I have great respect for Sir Kevan Collins, Chief Executive of the Education Endowment Foundation, an organisation which has done some great work over the past six years. I have read sensible, balanced comments from Kevan who seems ideally suited to his current role, looking at evidence to help educators make informed choices about where best to spend their time and resources.
The TES recently reported on Kevan’s contribution to a debate organised by UCL Institute of Education about the use of evidence-informed practice in education, during which he was asked about Twitter debate into the relative merits of ‘progressive’ and ‘traditional’ approaches. Kevan’s response was:
“I think it’s great that people are having this [debate], but I think we need compassion, we need more respect amongst each other and we need to honour collaboration.
“What we must reject is not ideas, but we must reject this idea that we have to only have debates in education in this awful, polarised, adversarial way.”
This made me reflect on my own experience of Twitter.
I joined Twitter on 2011 and have used it extensively over the past seven years to connect with others in education and to share ideas, resources and debate on various educational topics. I have found it a generous, generally good-humoured, constructive and energising channel of communication and have learnt hugely from my Twitter interactions. It has opened my eyes to the range of educational blogs out there (and motivated me to blog via @staffrm originally, and now here). I feel I have given and gained, contributed and benefited, from my involvement in Twitter and blogs. Many of those I met originally through the world of Twitter I have subsequently met face to face, and some of them I now consider good friends. Twitter has been transformative for me – even in this post-career phase of my life. It has offered me opportunities – to work, to write and to engage in some enjoyable and productive spin-off events. The #WomenEd initiative was largely dependent on Twitter and blogs for its inception, development and growth. I consider I owe Twitter and those who engage with it a considerable amount, and I believe the world of education does, too.

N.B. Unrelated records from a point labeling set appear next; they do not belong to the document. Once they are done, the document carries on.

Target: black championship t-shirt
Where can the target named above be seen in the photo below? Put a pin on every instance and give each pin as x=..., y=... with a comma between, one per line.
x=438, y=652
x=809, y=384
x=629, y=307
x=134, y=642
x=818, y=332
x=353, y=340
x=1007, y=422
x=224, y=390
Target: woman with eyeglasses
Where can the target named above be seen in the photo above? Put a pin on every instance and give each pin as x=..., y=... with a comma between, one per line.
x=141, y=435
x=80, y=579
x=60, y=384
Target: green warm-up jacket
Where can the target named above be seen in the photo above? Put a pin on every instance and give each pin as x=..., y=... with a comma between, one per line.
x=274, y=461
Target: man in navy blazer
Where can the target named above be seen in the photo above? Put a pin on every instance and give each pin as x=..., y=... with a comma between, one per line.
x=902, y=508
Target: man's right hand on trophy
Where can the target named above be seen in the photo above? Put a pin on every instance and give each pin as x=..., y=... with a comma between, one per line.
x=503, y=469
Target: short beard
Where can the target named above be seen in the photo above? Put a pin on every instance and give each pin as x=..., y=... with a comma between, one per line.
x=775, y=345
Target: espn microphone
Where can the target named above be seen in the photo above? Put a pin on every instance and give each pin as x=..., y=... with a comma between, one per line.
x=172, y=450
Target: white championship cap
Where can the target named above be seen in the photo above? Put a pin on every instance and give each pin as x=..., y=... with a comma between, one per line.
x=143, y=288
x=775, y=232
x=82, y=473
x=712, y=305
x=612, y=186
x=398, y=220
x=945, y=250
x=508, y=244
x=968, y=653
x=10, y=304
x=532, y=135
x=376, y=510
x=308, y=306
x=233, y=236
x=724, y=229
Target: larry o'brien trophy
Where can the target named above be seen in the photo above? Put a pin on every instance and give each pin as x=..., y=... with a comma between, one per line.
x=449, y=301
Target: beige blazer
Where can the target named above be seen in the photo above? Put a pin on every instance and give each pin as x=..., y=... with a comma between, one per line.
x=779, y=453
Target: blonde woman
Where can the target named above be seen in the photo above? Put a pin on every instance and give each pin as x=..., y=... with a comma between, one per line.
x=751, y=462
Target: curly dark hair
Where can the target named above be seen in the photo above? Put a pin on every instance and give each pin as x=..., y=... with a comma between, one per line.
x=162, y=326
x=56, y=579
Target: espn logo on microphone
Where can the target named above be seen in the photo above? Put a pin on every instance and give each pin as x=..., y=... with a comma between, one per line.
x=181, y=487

However, I am fully aware of the debates which can rage on Twitter and how healthy disagreement can become angry, personalised and aggressive. I am aware of those who seem never able to “let it go” (and I often think of the ‘Frozen’ song and what a useful mantra it is) – those who are determined to have the last word and for whom conceding another point of view might have validity and they might, perhaps, NOT have all the answers, is difficult. So I see the ‘awful, polarised, adversarial’ side of Twitter, but I can ‘let it go’ and rise above it, refuse to be drawn into it and not allow it adversely to affect my engagement with the exchanges I find much more positive and affirming – not because I am only interacting with an ‘echo chamber’ of voices who agree with my own, but because I see that disagreement can encourage reflection and, sometimes, rethinking what you thought you thought. And I say that as someone who taught for 30 years and has been very much involved in education for eight years more. In my experience, education is far more complex and nuanced than some would leave us to believe. There IS no silver bullet and no single answer – much depends on context and specific circumstances.
My concern is that those who see Twitter as aggressive, confrontational and point-scoring, (where the motivation of a tweeter is simply to prove how clever they are and to use their intelligence to cut others down to size), will never engage or will withdraw from Twitter, bruised by their experience. I HAVE seen, to quote Sir Kevan, great compassion, respect and collaboration on Twitter and in the world of blogging. This encourages me to rise above the ‘awful, adversarial, polarised’, to take care who I follow, listen to, retweet and respond to (and how I respond), and never to forget that there is a huge amount of positivity out there too. Let the rest go.